Somethings are best done by yourself.

And yes, Paul was right; I barely have any mind for our startup anymore. I live and dream the consulting gig; it monopolizes my imagination, and all I can do after a grueling 12 hour day of work is watch Family Guy and drink beer in bed like a bum.

You're billing $200/hr and you can't hire a developer for your personal project or attract a partner who can share the burden on the consulting side?

Paul was "right" because he thinks about consulting like you do: as a day job without benefits. The difference between a day job and a consultancy is that your day job gets pretty upset when you hire someone to do your grunt work.

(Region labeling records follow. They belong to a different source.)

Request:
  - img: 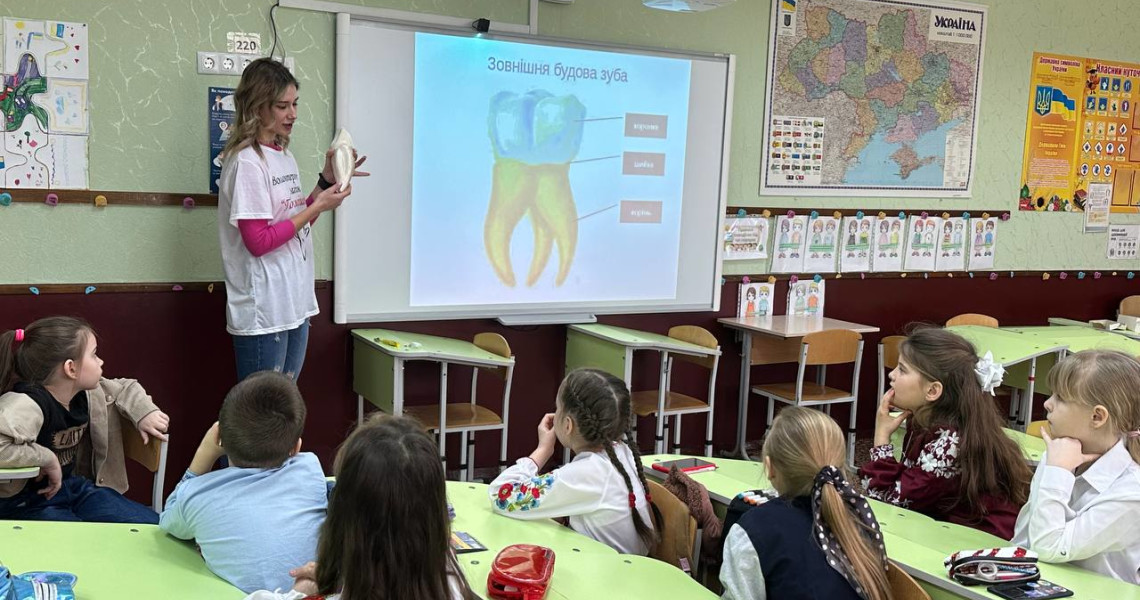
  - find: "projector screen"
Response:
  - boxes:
[334,15,733,323]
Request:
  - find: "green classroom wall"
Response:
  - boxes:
[0,0,1140,284]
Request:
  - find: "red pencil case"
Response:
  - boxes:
[487,544,554,600]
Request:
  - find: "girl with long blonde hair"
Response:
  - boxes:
[720,406,891,600]
[1013,350,1140,584]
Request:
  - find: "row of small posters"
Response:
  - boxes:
[736,284,828,318]
[724,214,1000,273]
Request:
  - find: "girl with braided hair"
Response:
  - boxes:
[490,368,657,556]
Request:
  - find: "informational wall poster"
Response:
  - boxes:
[760,0,988,197]
[1018,52,1140,213]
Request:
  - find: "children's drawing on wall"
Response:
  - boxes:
[0,17,89,189]
[736,283,775,318]
[935,217,967,270]
[772,214,808,273]
[839,217,876,273]
[969,217,999,270]
[905,217,942,270]
[724,217,771,260]
[871,217,905,273]
[788,279,827,317]
[804,217,839,273]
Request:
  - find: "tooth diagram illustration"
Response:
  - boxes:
[483,90,586,287]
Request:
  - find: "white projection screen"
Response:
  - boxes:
[334,15,733,323]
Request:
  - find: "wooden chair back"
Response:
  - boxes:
[645,480,697,568]
[119,415,162,473]
[946,313,998,329]
[669,325,720,370]
[879,335,906,371]
[803,330,863,365]
[1116,295,1140,317]
[472,332,513,381]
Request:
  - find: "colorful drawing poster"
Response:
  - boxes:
[1018,54,1140,213]
[935,217,969,270]
[206,88,235,194]
[736,283,775,318]
[0,17,90,189]
[871,217,906,273]
[839,217,870,273]
[787,279,827,317]
[969,217,998,270]
[904,217,942,270]
[724,217,772,260]
[771,214,807,273]
[804,217,839,273]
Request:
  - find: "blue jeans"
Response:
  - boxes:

You seem dead set on scaling the wall when there's a perfectly good ladder hanging right off it. Stop killing yourself on a contract so you can earn the right to kill yourself on a startup project that will very likely fail (they all do). Engineer a solution to your current problem ("people will pay my company $8000/week to do something and I am currently the only person in my company"). That has to be easier than trying to figure out how get "liftoff" with a "1 year runway". Sheesh.

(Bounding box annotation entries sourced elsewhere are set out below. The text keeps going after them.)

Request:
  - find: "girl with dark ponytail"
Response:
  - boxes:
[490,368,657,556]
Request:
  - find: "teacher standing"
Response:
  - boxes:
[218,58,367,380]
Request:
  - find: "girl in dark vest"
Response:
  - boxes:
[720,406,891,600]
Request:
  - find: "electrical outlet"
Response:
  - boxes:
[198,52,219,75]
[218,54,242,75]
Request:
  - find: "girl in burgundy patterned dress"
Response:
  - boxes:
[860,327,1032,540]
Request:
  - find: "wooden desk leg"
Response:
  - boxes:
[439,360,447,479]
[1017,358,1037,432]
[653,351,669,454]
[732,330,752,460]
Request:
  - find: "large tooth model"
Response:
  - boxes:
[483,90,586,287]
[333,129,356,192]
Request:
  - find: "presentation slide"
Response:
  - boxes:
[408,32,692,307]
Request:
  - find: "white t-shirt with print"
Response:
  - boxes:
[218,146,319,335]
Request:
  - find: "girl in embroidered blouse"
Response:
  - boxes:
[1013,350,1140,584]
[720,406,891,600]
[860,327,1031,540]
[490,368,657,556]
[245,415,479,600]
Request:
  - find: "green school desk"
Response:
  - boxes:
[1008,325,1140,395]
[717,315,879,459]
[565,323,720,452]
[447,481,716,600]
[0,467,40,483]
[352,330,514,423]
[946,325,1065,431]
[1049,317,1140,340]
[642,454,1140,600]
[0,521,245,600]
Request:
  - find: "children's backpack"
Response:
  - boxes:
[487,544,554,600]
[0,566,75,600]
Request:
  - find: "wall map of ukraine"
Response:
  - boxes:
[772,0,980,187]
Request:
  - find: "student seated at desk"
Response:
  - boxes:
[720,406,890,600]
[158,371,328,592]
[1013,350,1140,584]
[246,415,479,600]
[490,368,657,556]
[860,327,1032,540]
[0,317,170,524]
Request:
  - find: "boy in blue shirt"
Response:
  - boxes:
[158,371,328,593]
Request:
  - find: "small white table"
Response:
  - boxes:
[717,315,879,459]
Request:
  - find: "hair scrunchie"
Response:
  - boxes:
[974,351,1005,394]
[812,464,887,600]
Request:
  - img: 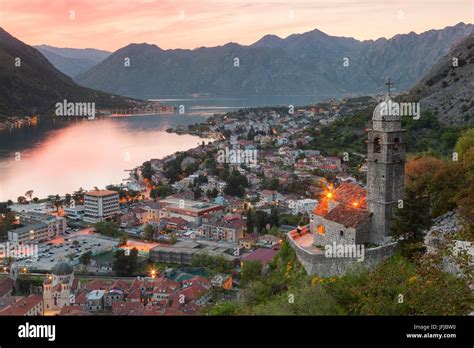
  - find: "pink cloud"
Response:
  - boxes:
[0,0,474,51]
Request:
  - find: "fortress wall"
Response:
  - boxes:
[287,236,397,277]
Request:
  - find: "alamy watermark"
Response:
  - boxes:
[378,99,420,120]
[217,147,258,164]
[55,99,95,120]
[324,242,365,262]
[0,242,38,259]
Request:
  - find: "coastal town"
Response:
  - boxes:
[0,96,374,315]
[0,90,472,316]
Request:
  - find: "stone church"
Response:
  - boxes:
[309,91,406,247]
[43,262,80,312]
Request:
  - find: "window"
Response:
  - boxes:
[374,137,380,153]
[318,225,326,236]
[393,138,400,152]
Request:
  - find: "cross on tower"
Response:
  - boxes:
[385,77,393,97]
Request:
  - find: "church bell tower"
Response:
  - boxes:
[367,79,406,244]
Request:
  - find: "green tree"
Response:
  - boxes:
[112,248,138,276]
[79,251,92,270]
[240,261,262,286]
[143,224,155,240]
[390,189,431,259]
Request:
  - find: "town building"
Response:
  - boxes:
[159,197,223,226]
[84,190,120,223]
[43,262,80,314]
[198,218,247,242]
[0,294,43,316]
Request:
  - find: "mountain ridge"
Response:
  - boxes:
[75,23,474,98]
[0,28,140,116]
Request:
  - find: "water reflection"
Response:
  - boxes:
[0,116,207,201]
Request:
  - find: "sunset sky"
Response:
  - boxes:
[0,0,474,51]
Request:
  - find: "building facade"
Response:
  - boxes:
[84,190,120,223]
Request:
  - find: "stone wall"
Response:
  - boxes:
[287,235,397,277]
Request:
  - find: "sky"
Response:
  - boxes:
[0,0,474,51]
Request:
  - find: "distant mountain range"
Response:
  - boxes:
[70,23,474,98]
[410,34,474,125]
[0,28,140,116]
[33,45,112,78]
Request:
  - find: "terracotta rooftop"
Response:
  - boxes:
[326,204,371,228]
[333,182,367,209]
[0,278,15,297]
[0,294,43,315]
[242,248,278,265]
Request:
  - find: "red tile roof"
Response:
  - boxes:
[326,204,371,228]
[0,294,43,315]
[333,182,367,209]
[59,305,92,316]
[0,278,15,297]
[242,248,278,265]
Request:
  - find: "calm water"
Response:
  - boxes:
[151,95,322,116]
[0,96,321,202]
[0,115,205,201]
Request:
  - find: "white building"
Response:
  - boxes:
[8,216,67,244]
[84,190,120,223]
[288,198,318,215]
[64,205,85,219]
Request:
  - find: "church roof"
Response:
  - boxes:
[314,182,367,216]
[326,204,371,228]
[313,182,370,228]
[334,182,367,209]
[51,262,74,275]
[372,97,400,121]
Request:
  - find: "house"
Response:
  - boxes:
[132,207,148,225]
[257,234,280,248]
[211,273,232,290]
[198,218,247,242]
[241,248,278,266]
[117,213,136,228]
[0,294,44,316]
[0,278,15,297]
[86,290,105,312]
[239,232,259,250]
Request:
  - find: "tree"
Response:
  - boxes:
[247,208,254,233]
[119,234,128,247]
[193,187,202,200]
[143,224,155,240]
[79,251,92,270]
[240,260,262,286]
[390,188,431,259]
[142,161,155,180]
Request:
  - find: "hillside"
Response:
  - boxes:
[34,45,111,78]
[0,28,139,116]
[76,23,474,98]
[410,34,474,125]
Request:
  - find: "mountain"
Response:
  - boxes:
[410,34,474,125]
[0,28,140,116]
[34,45,111,78]
[76,23,474,98]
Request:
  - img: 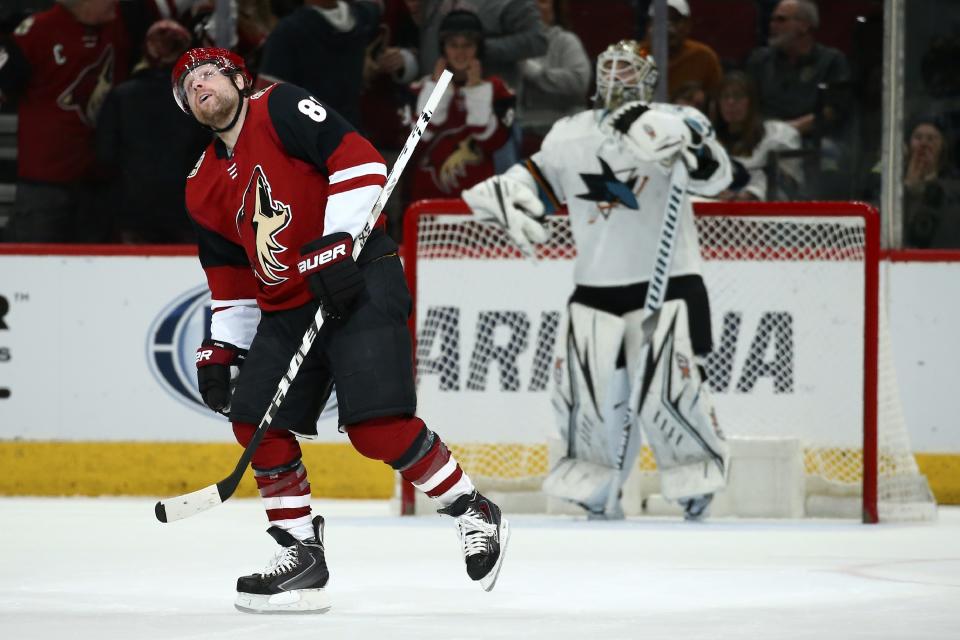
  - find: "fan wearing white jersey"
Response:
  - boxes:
[463,40,731,519]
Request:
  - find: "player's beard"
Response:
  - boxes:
[195,93,240,129]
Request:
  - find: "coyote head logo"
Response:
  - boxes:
[237,165,291,285]
[57,45,114,127]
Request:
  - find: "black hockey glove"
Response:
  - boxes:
[297,231,365,320]
[197,338,247,415]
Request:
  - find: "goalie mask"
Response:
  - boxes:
[593,40,659,110]
[170,47,253,133]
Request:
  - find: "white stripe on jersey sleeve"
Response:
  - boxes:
[210,300,260,349]
[323,185,383,238]
[329,162,387,184]
[210,298,257,309]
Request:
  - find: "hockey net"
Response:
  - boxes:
[402,200,935,522]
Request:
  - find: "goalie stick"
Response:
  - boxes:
[154,71,453,522]
[607,157,690,507]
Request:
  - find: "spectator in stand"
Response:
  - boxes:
[96,20,210,244]
[419,0,547,100]
[520,0,593,139]
[411,9,516,200]
[360,0,419,153]
[257,0,380,127]
[670,80,712,117]
[0,0,130,242]
[903,118,960,249]
[644,0,723,100]
[364,0,420,89]
[747,0,850,138]
[713,71,803,201]
[420,0,547,173]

what kind of consulting work did you do?
I do something tangentially related to data-warehousing.
True Story: One of the first startups I ever joined had a consulting business. I was employee number 12. 4 of the employees were bringing in enough revenue to fund the whole company while we developed the main product.

We started talking to investors, and the first thing they said was "We won't consider you if you keep the consulting business, shut it down."

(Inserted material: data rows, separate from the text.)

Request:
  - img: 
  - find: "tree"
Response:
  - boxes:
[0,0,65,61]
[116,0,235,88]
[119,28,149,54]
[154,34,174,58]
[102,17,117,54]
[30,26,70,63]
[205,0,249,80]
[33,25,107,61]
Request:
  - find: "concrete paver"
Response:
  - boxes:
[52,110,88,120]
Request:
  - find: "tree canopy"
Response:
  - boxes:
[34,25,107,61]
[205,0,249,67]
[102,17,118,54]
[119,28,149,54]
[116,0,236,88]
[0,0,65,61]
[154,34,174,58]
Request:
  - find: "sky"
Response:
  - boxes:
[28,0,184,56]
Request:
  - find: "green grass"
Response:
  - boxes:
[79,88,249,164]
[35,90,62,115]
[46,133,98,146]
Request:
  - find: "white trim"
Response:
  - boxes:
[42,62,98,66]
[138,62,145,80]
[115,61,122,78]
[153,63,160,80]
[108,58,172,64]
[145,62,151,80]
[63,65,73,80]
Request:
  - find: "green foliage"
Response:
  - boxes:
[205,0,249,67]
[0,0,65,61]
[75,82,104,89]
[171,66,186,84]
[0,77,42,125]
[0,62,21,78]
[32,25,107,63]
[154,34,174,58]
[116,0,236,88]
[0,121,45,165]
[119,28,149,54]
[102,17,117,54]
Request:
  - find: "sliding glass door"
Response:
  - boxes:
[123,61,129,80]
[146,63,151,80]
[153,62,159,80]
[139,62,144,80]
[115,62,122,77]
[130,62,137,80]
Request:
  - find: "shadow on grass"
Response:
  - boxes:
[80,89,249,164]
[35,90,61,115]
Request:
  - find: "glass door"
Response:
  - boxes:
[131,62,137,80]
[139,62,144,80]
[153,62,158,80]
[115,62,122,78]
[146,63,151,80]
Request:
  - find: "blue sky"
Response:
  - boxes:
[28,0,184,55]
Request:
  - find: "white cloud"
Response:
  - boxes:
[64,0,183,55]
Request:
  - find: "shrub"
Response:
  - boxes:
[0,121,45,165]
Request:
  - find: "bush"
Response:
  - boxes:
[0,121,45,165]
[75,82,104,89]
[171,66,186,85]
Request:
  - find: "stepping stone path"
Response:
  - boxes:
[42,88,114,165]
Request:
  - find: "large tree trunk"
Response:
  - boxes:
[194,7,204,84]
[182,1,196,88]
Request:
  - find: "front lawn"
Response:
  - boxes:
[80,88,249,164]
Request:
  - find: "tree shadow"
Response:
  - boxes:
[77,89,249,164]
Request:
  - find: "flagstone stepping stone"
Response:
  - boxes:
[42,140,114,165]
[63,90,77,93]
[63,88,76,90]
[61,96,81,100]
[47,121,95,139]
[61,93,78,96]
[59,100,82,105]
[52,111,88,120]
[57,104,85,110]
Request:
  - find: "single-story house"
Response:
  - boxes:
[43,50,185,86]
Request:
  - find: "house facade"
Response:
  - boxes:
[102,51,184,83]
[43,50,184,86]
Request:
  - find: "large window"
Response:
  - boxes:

So the company shut down the consulting business. This meant that we were now on the clock.

The investors then waited until we were just about to go under and offered us a bridge loan....on their terms. No negotiating power.

Then finally, they closed the first round of VC.

Needless to say the company capitulated on all the terms of the term sheet for that first round.

Later, it turned out that we were ahead of the market by about 5 years.

So, the company failed because they listened to investors who gave them bad advice. The advice was useful for getting better terms for the investors.

Now, what would have happened if they had not shut down the consultancy-- they could have negotiated good terms, and wouldn't have needed a bridge loan, and they could have hung on until the market took off. Might have been a delayed payoff for the investors, but 7-8 years is not that long to wait to get a home run, especially compared to the complete loss alternative.

IF the investors had invested what they did without the requirement to shut down the consultancy, then the company could have added the employees they wanted to, and had both the investment and the profits from the consultancy to invest in the primary product.

The end result would have been a better primary product and a better return for the investors.

Blanket advice is generally not good advice. Don't run a SEO consultancy when your primary product is videogames. But if you're primary product is videogames and you can fund much of your overhead with a few employees and a licensing deal for that engine, then it is a good thing. It is easy to tell if it makes sense if the income more than covers the cost of the employees dedicated to the "side" business. And reality is, this side business will often present opportunities or your main business and generally underwrite advancement of the main product on someone else's dime.

If you're a couple college kids and this is your first startup, then maybe you're not able to keep focus on the main business when you have customers for a consultancy.

But when they are aligned and the consultancy covers hiring extra manpower so that more total effort goes into the main business, then giving up the consultancy would be a bad advice.

So, if you can do a similar split with time-- where you spend 4 months consulting to cover expenses for 12 months, then you're in a position analogous to this company. In that case, it makes total sense and the advice to "never do consulting" is bad advice.

You'll be better off in your TC application or any other aspect of your business having those 8 months of free time to just work on the product... because you consulted for 4 months.

The alternative is likely keeping a day job the whole 12 months and not being able to focus on the startup.